Christus is het vreedzame teken dat aan Noach werd gegeven tot een verbond van vrede. Hij is de koperen slang die Mozes op bevel van God moest oprichten in de woestijn. Alle mensen die met zonden bezwaard zijn, kunnen door Hem in leven blijven. Hij is het Lam dat alleen waardig is het boek met de zeven zegels te openen. Hij is de geopende deur van de hemel waardoor allen moeten gaan die in de hemel zullen komen. Hijzelf zegt: ‘Ik ben de deur van de schapen. Als iemand door Mij binnengaat – door het belijden van mijn godheid – hij zal in- en uitgaan en weide vinden’ (Joh. 10, 7.9). Ingaande in mijn godheid zal hij geleid worden op de hoge berg van de eeuwigheid, in de heerlijke rijkdom van mijn goddelijk wezen. En uitgaande zal hij weide vinden door het schouwen van mijn edele hooggeboren mensheid met al mijn deugden.

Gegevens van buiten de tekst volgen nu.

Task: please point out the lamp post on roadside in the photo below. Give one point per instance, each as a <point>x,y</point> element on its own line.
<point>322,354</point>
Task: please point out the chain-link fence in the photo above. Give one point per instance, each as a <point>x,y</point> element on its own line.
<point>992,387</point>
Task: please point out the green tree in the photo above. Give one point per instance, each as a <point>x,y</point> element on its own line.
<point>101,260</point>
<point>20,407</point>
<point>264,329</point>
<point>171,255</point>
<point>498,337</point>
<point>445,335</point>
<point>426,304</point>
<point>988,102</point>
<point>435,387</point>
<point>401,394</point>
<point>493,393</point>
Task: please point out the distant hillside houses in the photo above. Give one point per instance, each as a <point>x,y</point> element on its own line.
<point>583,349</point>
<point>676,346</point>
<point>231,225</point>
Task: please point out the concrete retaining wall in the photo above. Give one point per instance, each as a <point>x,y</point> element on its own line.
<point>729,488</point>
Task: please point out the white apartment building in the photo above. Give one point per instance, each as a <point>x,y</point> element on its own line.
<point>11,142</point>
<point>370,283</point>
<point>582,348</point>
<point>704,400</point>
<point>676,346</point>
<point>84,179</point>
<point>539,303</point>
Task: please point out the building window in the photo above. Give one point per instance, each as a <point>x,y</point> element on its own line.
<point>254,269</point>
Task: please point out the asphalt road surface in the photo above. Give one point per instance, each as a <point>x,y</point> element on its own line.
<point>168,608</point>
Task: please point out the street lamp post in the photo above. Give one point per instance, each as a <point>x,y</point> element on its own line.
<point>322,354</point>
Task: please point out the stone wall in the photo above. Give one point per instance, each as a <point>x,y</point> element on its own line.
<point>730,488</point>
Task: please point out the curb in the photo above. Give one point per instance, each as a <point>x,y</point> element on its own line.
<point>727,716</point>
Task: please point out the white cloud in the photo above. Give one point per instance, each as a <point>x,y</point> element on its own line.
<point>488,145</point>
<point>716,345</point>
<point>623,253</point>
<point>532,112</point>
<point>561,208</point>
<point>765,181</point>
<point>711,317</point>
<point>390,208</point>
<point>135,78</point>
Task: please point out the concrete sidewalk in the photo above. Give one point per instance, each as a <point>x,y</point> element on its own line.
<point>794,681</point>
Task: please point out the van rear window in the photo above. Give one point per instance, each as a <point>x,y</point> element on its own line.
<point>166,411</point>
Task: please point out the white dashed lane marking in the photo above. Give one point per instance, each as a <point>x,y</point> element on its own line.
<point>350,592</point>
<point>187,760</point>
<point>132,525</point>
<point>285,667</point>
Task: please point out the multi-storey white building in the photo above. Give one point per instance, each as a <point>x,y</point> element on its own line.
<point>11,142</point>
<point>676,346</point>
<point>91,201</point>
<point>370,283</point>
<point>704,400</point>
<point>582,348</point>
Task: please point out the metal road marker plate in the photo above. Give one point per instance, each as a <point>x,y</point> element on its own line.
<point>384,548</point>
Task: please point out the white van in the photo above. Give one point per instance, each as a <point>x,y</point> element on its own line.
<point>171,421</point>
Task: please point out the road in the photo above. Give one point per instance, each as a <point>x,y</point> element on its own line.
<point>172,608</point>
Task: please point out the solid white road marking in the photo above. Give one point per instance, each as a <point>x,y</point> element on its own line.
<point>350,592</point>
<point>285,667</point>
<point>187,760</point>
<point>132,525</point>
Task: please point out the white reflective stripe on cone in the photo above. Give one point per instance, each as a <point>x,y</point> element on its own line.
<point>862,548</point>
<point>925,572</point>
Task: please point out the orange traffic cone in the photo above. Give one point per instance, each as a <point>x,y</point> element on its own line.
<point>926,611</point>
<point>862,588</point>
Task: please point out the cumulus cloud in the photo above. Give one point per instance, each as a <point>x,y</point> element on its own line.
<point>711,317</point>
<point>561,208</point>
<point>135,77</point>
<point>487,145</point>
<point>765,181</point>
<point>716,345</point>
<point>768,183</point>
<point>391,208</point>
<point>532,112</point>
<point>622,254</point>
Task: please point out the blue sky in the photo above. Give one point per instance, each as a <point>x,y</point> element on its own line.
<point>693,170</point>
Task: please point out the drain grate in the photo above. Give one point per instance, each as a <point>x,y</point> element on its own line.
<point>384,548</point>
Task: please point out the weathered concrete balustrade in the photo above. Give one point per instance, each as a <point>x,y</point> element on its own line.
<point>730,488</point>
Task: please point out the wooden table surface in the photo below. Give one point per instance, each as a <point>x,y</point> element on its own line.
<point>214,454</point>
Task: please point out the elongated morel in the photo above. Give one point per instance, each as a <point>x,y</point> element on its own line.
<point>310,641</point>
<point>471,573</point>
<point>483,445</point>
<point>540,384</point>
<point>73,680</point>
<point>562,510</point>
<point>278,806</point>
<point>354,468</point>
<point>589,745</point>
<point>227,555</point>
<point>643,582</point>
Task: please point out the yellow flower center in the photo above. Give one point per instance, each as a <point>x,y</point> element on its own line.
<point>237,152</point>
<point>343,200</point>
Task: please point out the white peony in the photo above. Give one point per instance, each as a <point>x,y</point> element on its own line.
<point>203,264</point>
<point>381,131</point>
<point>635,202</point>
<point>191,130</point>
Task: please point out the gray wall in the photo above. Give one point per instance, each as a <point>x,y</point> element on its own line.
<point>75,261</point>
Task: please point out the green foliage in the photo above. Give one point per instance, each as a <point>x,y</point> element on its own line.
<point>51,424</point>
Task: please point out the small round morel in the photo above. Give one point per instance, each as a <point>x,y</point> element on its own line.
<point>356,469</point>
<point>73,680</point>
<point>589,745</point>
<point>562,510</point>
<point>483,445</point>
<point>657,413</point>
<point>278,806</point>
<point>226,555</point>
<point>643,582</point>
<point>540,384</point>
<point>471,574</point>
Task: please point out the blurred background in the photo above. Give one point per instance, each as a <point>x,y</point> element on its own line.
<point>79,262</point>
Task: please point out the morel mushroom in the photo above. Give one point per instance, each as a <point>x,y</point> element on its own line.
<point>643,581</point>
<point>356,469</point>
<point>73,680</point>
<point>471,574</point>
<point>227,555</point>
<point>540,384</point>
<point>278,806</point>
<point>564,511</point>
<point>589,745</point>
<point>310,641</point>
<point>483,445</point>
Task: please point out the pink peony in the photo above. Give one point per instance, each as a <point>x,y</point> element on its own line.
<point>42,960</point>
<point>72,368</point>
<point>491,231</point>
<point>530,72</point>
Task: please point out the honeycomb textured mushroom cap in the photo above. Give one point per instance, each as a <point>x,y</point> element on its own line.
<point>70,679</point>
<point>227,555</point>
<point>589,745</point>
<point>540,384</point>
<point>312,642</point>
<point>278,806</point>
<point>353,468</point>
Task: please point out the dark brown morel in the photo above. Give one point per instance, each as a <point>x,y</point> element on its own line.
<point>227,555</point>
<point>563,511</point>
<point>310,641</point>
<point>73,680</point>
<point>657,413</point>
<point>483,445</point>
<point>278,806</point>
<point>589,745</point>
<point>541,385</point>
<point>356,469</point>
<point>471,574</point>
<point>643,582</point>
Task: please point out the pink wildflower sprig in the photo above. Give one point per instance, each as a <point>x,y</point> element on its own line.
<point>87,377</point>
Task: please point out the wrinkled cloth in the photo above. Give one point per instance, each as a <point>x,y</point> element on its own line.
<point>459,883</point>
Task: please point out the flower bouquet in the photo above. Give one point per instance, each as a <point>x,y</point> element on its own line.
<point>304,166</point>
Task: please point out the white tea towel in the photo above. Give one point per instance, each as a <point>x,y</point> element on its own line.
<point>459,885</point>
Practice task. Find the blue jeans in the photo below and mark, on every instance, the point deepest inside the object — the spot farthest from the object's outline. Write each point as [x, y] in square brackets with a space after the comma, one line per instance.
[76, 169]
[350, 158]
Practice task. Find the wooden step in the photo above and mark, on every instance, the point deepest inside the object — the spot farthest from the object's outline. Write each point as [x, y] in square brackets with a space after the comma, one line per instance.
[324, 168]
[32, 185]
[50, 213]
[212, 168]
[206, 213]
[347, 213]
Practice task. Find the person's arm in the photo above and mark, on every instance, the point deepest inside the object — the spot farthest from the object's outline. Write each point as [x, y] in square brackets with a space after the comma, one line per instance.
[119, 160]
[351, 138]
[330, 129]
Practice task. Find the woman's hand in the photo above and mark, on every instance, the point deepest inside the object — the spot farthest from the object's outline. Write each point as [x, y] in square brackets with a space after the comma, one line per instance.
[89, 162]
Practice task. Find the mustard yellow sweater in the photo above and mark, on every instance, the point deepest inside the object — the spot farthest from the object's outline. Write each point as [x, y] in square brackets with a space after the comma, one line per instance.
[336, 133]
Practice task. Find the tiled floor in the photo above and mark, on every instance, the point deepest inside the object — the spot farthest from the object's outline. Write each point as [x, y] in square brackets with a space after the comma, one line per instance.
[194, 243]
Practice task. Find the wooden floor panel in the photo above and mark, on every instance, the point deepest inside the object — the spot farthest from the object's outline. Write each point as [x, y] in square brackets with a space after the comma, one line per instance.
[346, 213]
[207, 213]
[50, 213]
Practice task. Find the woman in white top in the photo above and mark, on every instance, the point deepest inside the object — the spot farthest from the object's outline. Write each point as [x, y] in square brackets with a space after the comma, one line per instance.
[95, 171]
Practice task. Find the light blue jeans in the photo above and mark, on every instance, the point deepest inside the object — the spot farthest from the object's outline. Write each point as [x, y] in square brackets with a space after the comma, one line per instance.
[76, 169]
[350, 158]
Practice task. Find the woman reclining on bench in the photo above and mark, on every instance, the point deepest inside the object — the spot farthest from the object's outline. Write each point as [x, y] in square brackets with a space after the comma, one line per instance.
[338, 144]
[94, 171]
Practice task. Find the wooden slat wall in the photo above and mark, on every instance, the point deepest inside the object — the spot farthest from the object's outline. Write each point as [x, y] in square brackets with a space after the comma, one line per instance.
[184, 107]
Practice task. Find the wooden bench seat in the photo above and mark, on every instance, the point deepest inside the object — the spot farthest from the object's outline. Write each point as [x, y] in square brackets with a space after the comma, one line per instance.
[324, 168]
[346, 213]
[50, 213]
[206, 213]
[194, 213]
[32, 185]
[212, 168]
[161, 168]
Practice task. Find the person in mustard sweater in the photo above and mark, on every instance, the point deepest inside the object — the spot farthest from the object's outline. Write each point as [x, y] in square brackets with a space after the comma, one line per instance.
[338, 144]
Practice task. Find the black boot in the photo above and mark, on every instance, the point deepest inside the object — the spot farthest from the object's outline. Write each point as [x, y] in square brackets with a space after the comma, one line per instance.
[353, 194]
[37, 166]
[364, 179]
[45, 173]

Jezus is de schat van de heilige kerk waaruit alle ledematen mogen putten wat zij nodig hebben. Hij is de gulden berg waarmee alle mensen aan de hemelse Vader hun straf en schuld mogen betalen. Hij is het koord dat God de Vader uitgeworpen heeft, waarmee Hij alle ballingen van zijn rijk die daaraan hangen, tot zich trekt. En zo zal men niet verloren gaan, maar eeuwig leven hebben.